Figure 3. Relative abundance of fungal taxa across age. Heatmap of sequencing results for all BALF samples in CF and DC groups with samples arranged in order of increasing age (in years). Fungal Taxa that had a relative abundance of over 40% in at least one of the samples are included. PWCF had higher relative abundance of Candida-Lodderomyces-clade (Wilcoxon, p = 0.01) and Aspergillus (Wilcoxon, p = 0.06). The taxonomic OTUs reflect the resolution available from information content of the sequences and represent mutually exclusive groups, there is no overlap between sequencing counts due to placement in the taxonomic hierarchy.

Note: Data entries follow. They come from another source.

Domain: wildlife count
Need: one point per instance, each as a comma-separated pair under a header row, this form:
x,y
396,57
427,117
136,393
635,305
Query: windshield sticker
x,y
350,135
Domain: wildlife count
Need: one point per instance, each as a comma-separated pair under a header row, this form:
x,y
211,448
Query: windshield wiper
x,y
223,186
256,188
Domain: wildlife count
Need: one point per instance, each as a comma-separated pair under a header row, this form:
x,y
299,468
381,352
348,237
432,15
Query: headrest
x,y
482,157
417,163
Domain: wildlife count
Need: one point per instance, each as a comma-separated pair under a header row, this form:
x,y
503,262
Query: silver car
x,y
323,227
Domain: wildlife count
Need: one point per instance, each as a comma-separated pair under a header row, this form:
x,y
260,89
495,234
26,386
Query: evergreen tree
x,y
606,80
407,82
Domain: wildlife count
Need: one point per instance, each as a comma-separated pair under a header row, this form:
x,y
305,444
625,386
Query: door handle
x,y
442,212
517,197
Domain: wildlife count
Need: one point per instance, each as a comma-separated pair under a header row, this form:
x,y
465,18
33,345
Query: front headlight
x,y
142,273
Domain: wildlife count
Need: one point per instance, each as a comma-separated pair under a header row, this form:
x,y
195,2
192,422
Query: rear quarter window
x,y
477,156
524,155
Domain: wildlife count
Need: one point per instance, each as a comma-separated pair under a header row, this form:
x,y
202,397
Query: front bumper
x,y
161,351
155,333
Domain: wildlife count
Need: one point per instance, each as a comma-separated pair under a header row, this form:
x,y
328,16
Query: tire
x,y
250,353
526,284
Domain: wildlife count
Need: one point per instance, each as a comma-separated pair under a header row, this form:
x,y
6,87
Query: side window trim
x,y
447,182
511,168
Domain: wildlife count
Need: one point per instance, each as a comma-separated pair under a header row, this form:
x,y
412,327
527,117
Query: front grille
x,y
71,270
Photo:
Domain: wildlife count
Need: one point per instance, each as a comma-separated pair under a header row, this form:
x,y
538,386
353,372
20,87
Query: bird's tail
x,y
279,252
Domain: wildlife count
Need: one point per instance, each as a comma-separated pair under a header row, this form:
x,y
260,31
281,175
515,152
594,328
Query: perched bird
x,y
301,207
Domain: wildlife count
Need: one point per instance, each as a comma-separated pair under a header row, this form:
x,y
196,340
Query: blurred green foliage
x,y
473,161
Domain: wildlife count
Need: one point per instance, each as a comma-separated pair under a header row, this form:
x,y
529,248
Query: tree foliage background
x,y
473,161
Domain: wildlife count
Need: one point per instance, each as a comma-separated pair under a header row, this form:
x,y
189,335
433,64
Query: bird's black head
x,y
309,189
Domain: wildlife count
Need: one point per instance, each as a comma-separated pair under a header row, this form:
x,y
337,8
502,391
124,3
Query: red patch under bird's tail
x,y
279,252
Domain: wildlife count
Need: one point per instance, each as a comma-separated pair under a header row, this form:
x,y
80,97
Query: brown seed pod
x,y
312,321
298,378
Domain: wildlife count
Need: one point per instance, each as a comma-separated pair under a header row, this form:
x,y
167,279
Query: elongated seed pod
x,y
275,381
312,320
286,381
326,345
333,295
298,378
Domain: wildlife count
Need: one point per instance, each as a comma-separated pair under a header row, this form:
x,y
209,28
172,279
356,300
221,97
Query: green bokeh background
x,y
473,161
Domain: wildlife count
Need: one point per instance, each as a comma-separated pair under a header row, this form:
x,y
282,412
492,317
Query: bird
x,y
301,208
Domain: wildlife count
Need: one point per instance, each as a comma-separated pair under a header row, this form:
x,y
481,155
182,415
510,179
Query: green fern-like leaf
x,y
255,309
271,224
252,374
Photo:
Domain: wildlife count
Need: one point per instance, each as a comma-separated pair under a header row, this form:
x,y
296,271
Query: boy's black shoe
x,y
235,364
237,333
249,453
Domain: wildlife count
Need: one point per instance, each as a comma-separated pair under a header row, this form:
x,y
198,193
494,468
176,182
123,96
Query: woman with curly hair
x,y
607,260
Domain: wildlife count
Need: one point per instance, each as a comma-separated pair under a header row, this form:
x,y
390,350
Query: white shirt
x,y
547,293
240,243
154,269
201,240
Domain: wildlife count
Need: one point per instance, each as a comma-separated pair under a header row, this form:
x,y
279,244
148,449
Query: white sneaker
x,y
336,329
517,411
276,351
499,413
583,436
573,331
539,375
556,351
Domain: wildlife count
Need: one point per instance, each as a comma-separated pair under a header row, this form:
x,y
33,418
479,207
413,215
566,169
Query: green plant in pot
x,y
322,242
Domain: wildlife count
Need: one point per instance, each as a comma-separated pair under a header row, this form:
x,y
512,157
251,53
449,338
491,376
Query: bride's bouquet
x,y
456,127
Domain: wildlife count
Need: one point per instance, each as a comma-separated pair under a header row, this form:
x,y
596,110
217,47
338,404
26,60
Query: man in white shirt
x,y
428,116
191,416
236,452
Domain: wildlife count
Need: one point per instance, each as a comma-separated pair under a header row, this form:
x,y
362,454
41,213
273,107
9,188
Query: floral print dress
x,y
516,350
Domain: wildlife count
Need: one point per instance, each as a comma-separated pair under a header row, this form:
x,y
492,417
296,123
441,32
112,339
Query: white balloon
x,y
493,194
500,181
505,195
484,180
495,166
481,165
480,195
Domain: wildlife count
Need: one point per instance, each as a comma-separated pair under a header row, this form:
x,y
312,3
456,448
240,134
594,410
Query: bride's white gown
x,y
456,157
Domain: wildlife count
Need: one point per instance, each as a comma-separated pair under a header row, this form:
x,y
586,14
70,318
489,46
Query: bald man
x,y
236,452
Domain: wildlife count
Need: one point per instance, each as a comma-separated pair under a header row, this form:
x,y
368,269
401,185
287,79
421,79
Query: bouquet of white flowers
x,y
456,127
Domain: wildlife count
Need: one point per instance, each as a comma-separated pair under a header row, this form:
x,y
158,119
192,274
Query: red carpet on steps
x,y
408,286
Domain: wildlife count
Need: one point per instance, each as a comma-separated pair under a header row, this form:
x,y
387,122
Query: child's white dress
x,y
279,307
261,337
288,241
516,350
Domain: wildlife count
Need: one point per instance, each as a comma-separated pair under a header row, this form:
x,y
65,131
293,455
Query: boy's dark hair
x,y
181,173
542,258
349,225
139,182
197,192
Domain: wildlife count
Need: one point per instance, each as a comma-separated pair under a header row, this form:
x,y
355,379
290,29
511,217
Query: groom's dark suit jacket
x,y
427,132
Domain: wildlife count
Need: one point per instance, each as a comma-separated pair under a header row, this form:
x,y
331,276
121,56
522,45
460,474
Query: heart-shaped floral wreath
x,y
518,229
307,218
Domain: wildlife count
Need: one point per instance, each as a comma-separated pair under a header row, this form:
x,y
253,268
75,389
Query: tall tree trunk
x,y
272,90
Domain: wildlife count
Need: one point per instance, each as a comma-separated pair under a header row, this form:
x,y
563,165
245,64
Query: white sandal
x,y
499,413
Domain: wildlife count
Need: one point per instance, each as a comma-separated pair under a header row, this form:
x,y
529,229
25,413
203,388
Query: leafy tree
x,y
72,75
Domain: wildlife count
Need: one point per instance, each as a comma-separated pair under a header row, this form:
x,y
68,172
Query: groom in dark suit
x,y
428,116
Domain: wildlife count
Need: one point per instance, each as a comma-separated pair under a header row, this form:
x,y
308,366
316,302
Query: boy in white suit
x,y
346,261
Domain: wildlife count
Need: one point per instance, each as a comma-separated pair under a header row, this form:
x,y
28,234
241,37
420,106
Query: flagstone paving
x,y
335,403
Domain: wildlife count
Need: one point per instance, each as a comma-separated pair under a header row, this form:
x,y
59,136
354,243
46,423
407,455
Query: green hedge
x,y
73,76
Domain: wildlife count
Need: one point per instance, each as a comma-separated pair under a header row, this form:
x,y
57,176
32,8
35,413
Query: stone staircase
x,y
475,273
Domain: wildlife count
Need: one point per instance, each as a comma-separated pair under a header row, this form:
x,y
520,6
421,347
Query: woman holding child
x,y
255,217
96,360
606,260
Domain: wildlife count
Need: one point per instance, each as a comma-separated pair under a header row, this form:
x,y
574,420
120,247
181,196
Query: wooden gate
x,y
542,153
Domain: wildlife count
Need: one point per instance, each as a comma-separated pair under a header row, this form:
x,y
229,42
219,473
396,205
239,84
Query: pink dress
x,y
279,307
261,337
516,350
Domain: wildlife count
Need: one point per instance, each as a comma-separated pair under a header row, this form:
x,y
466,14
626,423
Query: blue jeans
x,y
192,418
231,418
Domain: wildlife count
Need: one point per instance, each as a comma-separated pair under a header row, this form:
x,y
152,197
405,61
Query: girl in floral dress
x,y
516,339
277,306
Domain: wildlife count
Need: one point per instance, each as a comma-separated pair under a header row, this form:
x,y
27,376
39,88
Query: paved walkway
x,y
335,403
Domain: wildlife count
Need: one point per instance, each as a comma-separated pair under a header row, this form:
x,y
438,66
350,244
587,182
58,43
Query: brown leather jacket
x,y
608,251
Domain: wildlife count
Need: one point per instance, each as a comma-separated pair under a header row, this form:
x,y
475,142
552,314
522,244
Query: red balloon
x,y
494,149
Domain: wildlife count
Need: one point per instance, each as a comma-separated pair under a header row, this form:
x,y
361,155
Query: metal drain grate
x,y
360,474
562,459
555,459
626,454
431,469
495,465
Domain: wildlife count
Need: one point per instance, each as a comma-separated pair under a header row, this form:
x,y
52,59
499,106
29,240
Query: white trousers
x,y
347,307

The mycobiome compositions for the low-diversity samples, defined as those with a Shannon Diversity index under one, are shown in Supplementary Figure 5. The 13 low-diversity CF samples consisted of samples dominated by Clavispora-Candida-clade (n = 1, 8%), Candida-Lodderomyces-clade (n = 4, 31%), Aspergillus (n = 4, 31%), Trichosporon (n = 1, 8%), Microascaceae (n = 1, 8%), Herpotrichiellaceae (n = 1, 8%), and Trichomonascaceae (n = 1, 8%), while the three low-diversity DC samples consisted of samples dominated by unclassified fungi (n = 1, 33%), Clavispora-Candida-clade (n = 1, 33%), and Taphrinomycotina (n = 1, 33%).
Clustering analysis
Samples with sufficient load for sequencing were clustered into hierarchical groups to evaluate potential associations between samples with similar mycobiomes and clinical variables, the annotated heatmap is shown in Supplementary Figure 6. Samples showed no clustering by CF status or other primary diagnoses. However, notable clusters included those containing high abundance of Aspergillus and Candida-Lodderomyces-clade, which were both associated with lower diversity (Spearman, p < 0.01 and p = 0.03) and higher TFL (Spearman, p = 0.11 and p < 0.01). Additionally, PCoA including both patient samples and background control samples showed no notable differences in the mycobiome composition between disease groups or between samples and negative controls (Supplementary Figure 7).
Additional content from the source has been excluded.